Replit - Cloud Development Environment
Category: Development & Engineering
Replit occupies an interesting position: it's the most complete all-in-one cloud development environment (code, run, deploy, collaborate, all in the browser), and it's also the tool most associated with making programming accessible to people who didn't previously think they could build software. Replit Agent 3 can plan, code, and refine projects end-to-end from a natural language description, and the platform has hosting, databases, and authentication built in so there's nothing to set up externally.
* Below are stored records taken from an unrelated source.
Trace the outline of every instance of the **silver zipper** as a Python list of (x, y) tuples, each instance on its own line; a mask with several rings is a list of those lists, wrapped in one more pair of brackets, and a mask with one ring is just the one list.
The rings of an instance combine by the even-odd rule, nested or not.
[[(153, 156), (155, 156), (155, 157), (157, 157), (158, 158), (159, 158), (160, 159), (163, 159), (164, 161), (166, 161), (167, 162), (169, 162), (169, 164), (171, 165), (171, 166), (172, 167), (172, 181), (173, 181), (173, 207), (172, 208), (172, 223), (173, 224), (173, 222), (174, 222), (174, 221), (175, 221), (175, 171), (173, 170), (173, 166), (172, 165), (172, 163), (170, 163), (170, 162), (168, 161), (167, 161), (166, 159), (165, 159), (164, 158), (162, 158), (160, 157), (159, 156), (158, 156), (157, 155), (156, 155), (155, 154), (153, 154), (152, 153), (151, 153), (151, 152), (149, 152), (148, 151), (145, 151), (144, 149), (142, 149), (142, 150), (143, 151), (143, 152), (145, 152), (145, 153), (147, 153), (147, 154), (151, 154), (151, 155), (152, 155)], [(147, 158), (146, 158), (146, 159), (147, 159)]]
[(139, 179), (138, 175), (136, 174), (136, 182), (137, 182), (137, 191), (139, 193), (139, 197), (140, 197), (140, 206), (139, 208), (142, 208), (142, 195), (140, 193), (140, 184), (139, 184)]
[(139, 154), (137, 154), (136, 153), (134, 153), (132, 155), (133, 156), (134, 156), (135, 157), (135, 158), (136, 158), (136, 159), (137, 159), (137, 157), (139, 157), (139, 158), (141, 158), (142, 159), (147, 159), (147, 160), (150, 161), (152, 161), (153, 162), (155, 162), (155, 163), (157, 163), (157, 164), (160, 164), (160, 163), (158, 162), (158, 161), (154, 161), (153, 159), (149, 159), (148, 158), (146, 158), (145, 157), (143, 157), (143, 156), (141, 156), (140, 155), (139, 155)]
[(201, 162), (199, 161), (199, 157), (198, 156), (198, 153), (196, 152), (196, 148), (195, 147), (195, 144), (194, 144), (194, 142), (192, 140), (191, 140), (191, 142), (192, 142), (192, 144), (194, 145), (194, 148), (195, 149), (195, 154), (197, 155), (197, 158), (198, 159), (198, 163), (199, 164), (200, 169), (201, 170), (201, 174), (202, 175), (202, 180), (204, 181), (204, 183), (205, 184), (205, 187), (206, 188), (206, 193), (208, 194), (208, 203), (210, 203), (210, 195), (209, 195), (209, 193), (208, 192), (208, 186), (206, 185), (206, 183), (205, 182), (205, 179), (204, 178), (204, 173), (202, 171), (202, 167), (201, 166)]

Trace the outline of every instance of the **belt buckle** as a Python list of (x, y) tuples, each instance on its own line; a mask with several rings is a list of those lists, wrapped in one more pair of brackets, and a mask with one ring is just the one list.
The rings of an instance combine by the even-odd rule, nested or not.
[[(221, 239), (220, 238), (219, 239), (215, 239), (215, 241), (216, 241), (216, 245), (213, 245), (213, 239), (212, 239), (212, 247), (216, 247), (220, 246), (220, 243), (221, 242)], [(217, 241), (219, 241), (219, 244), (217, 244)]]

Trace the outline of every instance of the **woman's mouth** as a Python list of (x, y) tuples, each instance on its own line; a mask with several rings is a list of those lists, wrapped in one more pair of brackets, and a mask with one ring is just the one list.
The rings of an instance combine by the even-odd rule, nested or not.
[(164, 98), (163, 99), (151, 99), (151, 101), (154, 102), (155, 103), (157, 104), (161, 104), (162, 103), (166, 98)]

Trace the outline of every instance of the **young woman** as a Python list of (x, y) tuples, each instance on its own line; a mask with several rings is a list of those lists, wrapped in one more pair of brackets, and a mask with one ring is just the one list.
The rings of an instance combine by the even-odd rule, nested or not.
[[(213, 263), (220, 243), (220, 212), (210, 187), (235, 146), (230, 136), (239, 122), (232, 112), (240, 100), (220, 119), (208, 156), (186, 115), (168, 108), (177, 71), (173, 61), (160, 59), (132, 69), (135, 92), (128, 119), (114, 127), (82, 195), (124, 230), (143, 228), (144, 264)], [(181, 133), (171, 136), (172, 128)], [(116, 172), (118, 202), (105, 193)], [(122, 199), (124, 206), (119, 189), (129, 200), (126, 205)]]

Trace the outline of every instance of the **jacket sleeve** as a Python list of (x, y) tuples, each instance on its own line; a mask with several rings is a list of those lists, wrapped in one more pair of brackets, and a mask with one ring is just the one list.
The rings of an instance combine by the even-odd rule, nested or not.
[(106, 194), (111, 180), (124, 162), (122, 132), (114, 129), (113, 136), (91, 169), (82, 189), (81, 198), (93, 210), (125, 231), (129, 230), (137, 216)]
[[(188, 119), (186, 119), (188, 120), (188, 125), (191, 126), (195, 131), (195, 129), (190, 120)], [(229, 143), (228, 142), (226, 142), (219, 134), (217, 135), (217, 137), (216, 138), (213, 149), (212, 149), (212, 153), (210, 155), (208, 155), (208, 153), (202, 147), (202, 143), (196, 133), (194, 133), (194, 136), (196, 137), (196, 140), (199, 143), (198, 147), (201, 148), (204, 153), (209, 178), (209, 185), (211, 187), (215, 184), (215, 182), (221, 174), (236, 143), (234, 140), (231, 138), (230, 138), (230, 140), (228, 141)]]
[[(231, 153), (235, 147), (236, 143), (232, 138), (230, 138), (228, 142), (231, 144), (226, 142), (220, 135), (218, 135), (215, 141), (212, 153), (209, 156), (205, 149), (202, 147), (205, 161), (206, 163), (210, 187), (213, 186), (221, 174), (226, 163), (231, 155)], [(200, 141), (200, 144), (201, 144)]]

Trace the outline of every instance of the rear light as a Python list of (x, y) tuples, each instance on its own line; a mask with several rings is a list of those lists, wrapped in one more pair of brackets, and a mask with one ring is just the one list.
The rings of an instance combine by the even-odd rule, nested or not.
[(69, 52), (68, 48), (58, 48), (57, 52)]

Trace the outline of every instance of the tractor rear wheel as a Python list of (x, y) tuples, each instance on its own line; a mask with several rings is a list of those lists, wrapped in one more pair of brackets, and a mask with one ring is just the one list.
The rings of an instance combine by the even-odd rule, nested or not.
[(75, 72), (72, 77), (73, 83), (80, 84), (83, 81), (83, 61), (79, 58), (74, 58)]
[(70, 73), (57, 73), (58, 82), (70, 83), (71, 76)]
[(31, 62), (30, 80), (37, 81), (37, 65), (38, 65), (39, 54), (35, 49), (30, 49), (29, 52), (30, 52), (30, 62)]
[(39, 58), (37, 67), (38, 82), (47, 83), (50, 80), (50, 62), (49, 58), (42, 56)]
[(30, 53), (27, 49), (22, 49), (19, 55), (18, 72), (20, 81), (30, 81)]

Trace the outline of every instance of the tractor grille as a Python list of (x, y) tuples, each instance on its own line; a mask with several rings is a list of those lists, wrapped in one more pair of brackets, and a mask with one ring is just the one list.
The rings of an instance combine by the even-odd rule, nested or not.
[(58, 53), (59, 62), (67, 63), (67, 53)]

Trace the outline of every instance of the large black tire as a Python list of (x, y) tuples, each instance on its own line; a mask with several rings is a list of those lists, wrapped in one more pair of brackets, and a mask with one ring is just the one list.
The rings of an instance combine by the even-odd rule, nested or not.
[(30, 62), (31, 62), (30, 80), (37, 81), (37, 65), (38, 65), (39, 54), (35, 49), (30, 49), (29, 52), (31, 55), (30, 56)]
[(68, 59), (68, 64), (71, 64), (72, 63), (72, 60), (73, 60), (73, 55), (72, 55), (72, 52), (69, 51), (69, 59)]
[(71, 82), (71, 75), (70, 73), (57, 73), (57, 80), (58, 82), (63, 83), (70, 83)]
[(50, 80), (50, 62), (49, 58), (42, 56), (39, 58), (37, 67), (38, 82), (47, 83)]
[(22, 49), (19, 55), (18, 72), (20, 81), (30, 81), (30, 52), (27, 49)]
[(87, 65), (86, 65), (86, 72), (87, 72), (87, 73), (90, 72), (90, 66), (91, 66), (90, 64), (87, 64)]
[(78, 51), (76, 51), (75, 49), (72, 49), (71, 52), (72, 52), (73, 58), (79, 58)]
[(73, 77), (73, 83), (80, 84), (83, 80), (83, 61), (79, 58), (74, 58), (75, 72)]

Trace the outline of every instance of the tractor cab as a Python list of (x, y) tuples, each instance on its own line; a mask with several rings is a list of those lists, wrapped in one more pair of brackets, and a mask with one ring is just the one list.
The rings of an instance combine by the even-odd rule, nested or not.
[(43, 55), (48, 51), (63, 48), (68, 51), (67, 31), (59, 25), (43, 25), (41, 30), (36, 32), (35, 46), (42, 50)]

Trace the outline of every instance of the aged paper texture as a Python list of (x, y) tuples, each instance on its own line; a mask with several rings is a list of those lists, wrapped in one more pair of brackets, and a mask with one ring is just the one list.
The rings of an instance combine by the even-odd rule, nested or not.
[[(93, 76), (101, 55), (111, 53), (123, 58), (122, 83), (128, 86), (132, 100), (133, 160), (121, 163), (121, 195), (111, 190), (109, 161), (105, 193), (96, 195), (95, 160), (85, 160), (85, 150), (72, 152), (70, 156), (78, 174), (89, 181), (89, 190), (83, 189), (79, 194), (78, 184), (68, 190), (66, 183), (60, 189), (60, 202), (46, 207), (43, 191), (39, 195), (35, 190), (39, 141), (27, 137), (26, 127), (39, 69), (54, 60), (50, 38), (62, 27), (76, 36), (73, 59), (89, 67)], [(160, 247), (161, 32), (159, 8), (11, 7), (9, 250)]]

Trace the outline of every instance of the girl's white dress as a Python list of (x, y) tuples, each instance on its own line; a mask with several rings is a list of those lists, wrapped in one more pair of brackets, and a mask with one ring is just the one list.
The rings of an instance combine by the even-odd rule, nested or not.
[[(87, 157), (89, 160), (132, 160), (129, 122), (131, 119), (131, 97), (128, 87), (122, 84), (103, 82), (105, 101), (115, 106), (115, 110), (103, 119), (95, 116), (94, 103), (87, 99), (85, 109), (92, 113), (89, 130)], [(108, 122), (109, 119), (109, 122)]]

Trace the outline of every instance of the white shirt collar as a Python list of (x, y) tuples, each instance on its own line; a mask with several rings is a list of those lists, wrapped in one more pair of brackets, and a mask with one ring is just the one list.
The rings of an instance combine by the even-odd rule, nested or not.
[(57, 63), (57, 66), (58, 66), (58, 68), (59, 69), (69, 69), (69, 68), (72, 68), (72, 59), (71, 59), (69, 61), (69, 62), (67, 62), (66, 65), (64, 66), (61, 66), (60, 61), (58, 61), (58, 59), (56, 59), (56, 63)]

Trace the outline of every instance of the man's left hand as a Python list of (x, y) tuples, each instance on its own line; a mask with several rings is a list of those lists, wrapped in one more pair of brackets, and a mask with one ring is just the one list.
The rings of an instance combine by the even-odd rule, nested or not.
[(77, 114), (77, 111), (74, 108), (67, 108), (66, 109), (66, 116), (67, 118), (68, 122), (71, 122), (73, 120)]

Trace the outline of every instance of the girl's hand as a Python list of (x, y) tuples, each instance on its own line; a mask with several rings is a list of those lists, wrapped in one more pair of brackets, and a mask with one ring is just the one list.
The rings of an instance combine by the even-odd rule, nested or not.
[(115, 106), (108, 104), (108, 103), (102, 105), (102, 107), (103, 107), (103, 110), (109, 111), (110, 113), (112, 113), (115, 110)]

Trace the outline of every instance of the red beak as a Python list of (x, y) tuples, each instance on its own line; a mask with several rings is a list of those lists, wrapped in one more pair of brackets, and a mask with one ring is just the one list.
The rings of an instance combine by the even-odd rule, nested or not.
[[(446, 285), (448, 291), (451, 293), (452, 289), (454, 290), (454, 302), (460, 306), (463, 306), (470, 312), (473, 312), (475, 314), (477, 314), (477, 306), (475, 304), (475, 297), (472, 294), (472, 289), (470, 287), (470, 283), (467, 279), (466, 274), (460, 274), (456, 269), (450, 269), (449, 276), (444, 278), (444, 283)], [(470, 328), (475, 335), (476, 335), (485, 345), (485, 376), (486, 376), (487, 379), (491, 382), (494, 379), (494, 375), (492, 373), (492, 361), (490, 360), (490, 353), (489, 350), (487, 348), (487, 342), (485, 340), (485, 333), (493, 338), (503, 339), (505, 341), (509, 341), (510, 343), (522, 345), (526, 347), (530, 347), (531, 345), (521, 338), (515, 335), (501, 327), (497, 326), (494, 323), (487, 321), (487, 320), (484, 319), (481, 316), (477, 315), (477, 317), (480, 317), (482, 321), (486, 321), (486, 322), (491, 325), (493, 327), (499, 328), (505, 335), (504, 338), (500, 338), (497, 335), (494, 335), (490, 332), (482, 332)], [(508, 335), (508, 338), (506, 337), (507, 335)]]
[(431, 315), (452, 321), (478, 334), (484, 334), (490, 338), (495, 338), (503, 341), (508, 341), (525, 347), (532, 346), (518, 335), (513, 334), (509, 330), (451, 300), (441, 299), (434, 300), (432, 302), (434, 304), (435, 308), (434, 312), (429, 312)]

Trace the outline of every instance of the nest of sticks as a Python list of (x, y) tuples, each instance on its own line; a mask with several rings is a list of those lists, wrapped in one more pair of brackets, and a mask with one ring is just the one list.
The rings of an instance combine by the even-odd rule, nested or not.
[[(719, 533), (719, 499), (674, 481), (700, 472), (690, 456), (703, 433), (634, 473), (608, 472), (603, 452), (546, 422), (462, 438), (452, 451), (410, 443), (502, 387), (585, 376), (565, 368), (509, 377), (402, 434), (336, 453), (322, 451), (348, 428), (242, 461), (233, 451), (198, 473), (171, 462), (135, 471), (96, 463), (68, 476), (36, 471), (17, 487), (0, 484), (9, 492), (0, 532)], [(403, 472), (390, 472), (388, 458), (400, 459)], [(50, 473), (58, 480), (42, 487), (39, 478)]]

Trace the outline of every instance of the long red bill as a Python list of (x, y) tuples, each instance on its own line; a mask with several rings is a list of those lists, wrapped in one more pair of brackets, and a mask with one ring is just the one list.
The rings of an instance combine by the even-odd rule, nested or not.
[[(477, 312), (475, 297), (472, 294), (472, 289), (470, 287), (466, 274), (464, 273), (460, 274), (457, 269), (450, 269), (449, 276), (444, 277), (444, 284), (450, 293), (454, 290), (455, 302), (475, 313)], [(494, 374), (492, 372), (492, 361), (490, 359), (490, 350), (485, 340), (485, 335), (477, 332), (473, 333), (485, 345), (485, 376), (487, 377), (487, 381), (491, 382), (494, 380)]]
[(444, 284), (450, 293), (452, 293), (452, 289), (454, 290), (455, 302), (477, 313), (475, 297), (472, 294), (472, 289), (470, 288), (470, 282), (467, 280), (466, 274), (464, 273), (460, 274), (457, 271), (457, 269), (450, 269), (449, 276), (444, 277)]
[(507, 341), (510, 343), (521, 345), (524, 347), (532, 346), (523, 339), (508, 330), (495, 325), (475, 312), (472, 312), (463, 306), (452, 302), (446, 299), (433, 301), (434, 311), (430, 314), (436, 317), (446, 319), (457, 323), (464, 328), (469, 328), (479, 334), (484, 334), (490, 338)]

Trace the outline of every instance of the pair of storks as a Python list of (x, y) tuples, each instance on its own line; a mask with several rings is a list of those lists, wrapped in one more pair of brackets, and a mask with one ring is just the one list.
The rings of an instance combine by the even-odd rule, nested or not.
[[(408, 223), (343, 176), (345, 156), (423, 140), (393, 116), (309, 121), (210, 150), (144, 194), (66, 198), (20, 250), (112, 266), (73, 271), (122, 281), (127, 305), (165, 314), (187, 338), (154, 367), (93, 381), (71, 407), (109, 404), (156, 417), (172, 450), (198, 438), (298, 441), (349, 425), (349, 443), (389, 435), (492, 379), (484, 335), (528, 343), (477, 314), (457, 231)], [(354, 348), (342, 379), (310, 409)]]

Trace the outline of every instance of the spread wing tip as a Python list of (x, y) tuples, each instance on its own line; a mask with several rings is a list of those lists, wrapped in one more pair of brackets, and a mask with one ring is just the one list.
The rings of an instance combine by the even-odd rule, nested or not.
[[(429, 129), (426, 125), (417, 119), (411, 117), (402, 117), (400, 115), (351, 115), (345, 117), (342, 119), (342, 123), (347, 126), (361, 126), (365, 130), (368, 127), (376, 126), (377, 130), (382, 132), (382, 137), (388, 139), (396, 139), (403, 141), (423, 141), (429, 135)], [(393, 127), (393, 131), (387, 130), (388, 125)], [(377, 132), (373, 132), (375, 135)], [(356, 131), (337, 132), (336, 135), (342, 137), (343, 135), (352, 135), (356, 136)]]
For learning, prototyping, and building first versions of things, it's hard to beat. For production-scale serious engineering work, most teams eventually graduate to more specialised tools, but Replit is often where the idea first became real.
v0 by Vercel - AI UI Generator
Category: Web & Platform Technologies
v0 is Vercel's take on the AI-to-code workflow, and it's specifically good at one thing: generating production-quality React components with Tailwind and shadcn/ui that you can drop directly into a Next.js project. It's not trying to build entire applications (that's more Lovable or Bolt's territory), and it's not a general-purpose coding assistant. It's a component generator with an excellent eye for modern UI design. For frontend developers who work in the React/Next.js ecosystem and need to move fast on UI without writing every component from scratch, the quality of v0's output is consistently better than other tools in the category. The tight Vercel integration is a strength if you're already on that stack, and a constraint if you're not.
Lovable - AI Full-Stack App Builder
Category: Web & Platform Technologies
Lovable went from 0 to $100M ARR in eight months, which is the kind of number that makes you do a double take. It's an AI-native full-stack builder aimed primarily at non-developers (or developers who want to prototype extremely fast): you describe your app, it generates a polished UI and wires up a Supabase backend, and you have something running that looks and works like a real product. The visual quality of Lovable's output is genuinely good, which is why it's become the tool of choice for founders running demos with investors or testing ideas with users before committing to a proper build. Lovable Cloud (their own backend service) launched in 2025 and reduces some of the Supabase dependency for simpler use cases.
Windsurf - Agentic IDE
Category: Development & Engineering
Windsurf (by Codeium) positions itself as the first agentic IDE, and its Cascade feature, which maintains deep awareness of your entire codebase context across a multi-step edit session, has earned it a serious following among developers who find Cursor's approach too conservative. OpenAI acquired Codeium in 2025, which was the kind of move that signals both how valuable they thought the product was and how seriously the major AI labs are taking the developer tools space. For teams working in large, complex codebases where context is everything, Windsurf's approach is genuinely differentiated.
The foundational list hasn't changed dramatically (the classics are classics for a reason), but the new entrants are increasingly AI-native tools that didn't exist or weren't widely used a few years ago.